Chemical Engineer, Kemira
User Reference Manager, JMP
Meagan Walker is an Operational Excellence Senior Specialist at Kemira, a Finnish sustainable chemical supplier. A leading supplier to water-intensive industries including pulp & paper, water treatment and energy, Kemira is driving global sustainability transformation through innovation in biobased products.
In her more than seven years with Kemira, Meagan has held multiple roles specializing in chemical sales, process optimization, process engineering and continuous improvement. Her current focus, as part of the Operational Excellence team, is on big data analysis and predictive analytics to provide solutions based on the chemical, mechanical and digital environment.
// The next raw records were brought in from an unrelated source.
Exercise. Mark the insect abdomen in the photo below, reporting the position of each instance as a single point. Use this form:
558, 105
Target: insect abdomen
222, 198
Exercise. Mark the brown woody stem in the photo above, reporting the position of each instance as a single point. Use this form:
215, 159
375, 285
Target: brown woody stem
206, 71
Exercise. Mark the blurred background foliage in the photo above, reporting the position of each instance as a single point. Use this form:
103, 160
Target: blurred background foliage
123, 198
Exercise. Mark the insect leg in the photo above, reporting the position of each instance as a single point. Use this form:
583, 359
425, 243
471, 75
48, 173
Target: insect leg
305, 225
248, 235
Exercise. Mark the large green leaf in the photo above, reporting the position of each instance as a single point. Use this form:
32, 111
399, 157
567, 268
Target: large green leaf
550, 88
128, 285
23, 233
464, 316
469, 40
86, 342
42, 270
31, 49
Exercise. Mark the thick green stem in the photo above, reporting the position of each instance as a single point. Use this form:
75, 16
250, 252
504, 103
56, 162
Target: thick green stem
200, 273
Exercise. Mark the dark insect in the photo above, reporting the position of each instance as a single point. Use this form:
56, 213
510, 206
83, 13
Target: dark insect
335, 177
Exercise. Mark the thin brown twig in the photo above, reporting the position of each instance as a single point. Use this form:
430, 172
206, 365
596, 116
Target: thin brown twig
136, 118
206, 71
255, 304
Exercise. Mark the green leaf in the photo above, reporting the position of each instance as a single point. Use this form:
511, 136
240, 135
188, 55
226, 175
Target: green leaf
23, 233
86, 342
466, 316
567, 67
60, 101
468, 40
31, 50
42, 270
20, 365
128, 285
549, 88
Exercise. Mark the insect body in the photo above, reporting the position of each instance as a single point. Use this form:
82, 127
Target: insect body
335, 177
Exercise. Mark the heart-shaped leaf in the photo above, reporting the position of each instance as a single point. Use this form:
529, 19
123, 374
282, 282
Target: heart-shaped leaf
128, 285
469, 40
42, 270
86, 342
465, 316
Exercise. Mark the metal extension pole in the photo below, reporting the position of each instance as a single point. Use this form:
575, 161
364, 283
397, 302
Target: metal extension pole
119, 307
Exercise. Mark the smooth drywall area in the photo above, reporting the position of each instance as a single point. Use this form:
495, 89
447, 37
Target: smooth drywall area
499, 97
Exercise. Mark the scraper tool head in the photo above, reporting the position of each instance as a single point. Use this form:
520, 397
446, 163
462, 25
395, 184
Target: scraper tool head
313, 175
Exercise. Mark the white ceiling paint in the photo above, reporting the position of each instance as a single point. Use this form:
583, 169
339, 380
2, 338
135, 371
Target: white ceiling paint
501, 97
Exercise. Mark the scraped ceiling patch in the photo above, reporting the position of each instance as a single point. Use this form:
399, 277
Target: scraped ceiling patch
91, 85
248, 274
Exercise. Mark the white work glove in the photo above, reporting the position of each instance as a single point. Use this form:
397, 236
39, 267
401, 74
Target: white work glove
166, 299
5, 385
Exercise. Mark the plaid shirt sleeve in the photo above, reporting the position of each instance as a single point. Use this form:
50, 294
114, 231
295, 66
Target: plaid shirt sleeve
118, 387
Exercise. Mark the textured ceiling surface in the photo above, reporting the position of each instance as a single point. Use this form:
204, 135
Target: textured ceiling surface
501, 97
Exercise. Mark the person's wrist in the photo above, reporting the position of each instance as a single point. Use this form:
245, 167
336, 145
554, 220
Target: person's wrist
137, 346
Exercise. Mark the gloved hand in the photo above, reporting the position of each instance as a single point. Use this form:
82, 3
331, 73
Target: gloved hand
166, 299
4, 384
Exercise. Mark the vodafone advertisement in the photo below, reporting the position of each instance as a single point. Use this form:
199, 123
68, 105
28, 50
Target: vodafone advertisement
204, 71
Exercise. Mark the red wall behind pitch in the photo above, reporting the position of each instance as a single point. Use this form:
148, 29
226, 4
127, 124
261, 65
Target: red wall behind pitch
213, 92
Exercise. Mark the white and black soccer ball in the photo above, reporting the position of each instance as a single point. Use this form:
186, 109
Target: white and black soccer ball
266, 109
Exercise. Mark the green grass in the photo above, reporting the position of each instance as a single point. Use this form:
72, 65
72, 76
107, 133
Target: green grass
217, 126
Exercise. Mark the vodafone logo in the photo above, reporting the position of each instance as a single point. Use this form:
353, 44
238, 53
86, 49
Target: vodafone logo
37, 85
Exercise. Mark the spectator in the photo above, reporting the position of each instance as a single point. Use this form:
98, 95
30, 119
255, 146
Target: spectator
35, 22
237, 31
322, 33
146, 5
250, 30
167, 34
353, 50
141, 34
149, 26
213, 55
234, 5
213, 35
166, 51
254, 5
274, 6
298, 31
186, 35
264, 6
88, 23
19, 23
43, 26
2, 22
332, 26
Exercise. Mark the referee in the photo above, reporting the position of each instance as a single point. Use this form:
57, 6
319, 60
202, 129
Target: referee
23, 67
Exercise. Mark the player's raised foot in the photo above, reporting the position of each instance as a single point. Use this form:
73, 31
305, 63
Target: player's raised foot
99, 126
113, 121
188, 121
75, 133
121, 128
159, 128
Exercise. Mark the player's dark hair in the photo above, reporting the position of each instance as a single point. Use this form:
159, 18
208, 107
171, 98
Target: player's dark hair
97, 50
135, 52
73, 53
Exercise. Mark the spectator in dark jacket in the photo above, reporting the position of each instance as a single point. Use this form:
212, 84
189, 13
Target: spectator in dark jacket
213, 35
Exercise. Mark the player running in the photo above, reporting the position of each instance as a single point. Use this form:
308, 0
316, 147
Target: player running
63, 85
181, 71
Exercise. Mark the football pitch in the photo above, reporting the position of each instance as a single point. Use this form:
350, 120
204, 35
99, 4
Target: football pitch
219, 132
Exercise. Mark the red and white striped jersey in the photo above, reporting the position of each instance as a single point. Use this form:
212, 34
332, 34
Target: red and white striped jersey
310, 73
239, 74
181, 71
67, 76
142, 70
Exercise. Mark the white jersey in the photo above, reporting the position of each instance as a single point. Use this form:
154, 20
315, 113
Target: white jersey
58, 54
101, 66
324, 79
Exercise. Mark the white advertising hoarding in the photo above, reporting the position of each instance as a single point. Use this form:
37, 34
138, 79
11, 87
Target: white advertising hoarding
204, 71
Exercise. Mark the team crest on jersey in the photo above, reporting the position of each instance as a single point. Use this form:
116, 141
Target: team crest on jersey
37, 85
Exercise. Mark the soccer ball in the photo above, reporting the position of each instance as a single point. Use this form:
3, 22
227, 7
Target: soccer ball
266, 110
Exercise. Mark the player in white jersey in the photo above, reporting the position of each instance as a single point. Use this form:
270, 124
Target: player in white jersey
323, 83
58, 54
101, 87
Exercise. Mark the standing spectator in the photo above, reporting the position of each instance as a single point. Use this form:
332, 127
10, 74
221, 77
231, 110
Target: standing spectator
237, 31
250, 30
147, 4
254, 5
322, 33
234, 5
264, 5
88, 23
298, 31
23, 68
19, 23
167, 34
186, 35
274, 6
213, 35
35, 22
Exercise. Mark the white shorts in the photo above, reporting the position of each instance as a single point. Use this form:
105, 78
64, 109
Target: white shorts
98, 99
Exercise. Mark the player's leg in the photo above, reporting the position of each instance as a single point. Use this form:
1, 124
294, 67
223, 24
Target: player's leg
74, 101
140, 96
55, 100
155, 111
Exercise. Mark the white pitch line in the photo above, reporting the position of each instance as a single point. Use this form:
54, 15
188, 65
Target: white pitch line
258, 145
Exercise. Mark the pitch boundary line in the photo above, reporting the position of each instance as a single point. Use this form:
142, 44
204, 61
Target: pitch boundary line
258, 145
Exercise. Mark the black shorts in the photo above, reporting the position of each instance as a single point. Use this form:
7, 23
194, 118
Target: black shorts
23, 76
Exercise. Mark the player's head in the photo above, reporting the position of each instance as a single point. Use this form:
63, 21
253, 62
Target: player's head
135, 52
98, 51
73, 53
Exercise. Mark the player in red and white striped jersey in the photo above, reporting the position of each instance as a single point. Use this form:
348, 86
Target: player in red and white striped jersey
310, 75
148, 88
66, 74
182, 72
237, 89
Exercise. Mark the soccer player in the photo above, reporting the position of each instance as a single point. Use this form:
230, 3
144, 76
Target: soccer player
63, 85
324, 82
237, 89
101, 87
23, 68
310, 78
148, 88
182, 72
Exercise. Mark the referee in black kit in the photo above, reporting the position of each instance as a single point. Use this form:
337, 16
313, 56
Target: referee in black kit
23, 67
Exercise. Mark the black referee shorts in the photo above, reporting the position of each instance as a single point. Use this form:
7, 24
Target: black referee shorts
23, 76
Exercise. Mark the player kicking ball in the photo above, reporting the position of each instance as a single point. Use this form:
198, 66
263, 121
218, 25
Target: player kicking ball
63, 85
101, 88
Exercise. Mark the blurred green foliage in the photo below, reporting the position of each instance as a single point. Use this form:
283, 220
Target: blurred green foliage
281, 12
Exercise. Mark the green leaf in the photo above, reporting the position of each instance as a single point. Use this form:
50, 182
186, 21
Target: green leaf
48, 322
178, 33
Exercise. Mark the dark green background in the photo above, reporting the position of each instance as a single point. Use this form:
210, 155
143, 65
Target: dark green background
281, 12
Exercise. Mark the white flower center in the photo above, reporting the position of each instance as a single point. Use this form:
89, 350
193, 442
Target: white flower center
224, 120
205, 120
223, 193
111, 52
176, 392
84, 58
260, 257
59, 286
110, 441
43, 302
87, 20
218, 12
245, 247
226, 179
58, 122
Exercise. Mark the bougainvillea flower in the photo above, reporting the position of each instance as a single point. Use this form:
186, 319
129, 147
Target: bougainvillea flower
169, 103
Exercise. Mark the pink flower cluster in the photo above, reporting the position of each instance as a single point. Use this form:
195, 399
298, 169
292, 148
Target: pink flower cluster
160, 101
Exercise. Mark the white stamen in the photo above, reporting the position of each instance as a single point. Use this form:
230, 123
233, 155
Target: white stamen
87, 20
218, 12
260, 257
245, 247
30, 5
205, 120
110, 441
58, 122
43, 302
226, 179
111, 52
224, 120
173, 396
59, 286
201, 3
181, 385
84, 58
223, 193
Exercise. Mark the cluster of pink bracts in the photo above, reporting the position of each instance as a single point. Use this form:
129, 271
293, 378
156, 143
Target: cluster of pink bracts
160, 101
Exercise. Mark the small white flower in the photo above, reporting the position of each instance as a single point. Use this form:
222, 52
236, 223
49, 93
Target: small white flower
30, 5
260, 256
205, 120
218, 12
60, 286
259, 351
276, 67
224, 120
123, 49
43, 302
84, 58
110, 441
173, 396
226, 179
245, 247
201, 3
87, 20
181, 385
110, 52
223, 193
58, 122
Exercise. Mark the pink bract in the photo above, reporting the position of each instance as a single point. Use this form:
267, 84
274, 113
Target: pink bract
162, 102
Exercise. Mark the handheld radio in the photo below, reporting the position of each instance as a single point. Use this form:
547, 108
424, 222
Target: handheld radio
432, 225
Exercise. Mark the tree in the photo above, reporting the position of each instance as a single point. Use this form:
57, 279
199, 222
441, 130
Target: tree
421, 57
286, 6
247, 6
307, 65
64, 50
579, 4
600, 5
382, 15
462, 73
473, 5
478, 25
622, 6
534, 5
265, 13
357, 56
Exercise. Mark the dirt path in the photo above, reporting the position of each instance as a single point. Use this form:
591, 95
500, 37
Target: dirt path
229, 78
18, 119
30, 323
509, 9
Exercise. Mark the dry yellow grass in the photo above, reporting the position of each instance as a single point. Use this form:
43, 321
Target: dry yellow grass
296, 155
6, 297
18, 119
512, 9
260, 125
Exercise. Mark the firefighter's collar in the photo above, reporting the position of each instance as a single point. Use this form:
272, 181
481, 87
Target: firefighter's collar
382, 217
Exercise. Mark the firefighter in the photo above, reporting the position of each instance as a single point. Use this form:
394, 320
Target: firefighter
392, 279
She has 13 years of experience in the paper industry and previously worked for both AkzoNobel Pulp & Performance Chemicals and Domtar. Meagan is a Lean Six Sigma Black Belt and holds a BS in Chemical Engineering from the University of Arkansas.
Meg: Let’s start by talking a bit about analytics culture at Kemira. How is the company’s approach to analytics evolving?
Meagan: Digital services, including predictive analytics, is currently a growth project and new initiative within Kemira. These services have evolved as a value-add for our customers in order to improve process efficiency and reduce variability. We feel that our strength is in our troubleshooting methodology, which relies heavily on data analytics with the use of process expertise and data results from our control and monitoring equipment.
Meg: Are there any common misconceptions you run into when it comes to the value of analytics enablement?
Meagan: I hear people say that they “don’t trust the computers to spit out all the answers because it is just a black box.”
Meg: What role has data science played in shaping your personal career trajectory?
Meagan: Early in my career as a process engineer, I was introduced to “data” in manufacturing. The goal at the time was to collect as much data as possible into Excel and then spend hours building thousands of graphs and control charts to monitor the process.
As I continued to learn and understand more about the processes, I was able to realize the importance of data. Listening to operators tell me what happened during a night shift was great but being able to visually see it with data was enlightening.
The shift in importance of data literacy for me came when I started using the statistical package JMP. I could create nice visualizations of results but needed to understand the statistical lingo in order to communicate what I was seeing.
Meg: As a member of the JMP Early Adopter program, you’re a lot closer to JMP than many users are. I’m wondering if there is anything that sticks out to you as an aspect of the JMP community that you feel people are underutilizing. How have you maximized the value you get from JMP?
Meagan: Probably the online webinars, which I have really enjoyed and take advantage of constantly. I only know of one other colleague of mine that utilizes these sessions, and he also encouraged me to get involved!
When I first began learning JMP, I started with the Friday afternoon live webinars. I set a reoccurring event in my calendar for every Friday and registered for whatever session was taking place, regardless of the training level (basic, intermediate, advanced).
I first started picking up – learning – the language of JMP. For example: data table, continuous vs. nominal data or character vs. numeric data, red triangles, Data Filter, Tabulate, Graph Builder, Control Chart Builder, scripting…. I kept up with the Friday sessions and would practice new tricks that I learned every time I used JMP. As I got more comfortable with the basics, I began to skip out on the basic Friday sessions and would instead watch a more advanced webinar that was available on-demand on the website. But I still prefer the live sessions to pre-recorded ones!
When I first found the online webinars, [Community Manager] @Gail_Massari had posted a very nice list of available sessions at the time – broken down by training level – so I printed it out and started going down the list one at a time. I started with the basic webinars (most of which I had already seen live) and then moved onto the intermediate ones. I like to check off lists, so I checked off each session that I finished. The basic sessions helped me build a foundational knowledge of JMP, but the intermediate sessions have allowed me to understand the power of JMP with respect to statistical data analysis, process control and modeling.
I still have a standing appointment on Fridays for JMP training and one day will finish the original list that Gail posted over two years ago, although there are so many new training sessions that it is hard to keep up!
Meg: What advice would you give to someone who is just starting out with JMP?
Meagan: Take advantage of the webinars! Start with the basics and work your way up…
Right off the bat, I really took a liking to Graph Builder, especially the drag-and-drop feature. I was fascinated with the ability to make multiple charts extremely quickly with just a few clicks… and then I learned about Column Switcher! Mind blown! That is how I began to understand the power of JMP’s visual platforms… for me, the ability to visualize statistics and share it with others was powerful.
Meg: What advice would you give to students looking to pursue a career similar to yours?
Meagan: I personally had very little programming/coding, data science or statistical training as an undergraduate student majoring in chemical engineering. I would recommend students pursue any additional training they can get in those fields while still at university.
And of course, understand the null hypothesis!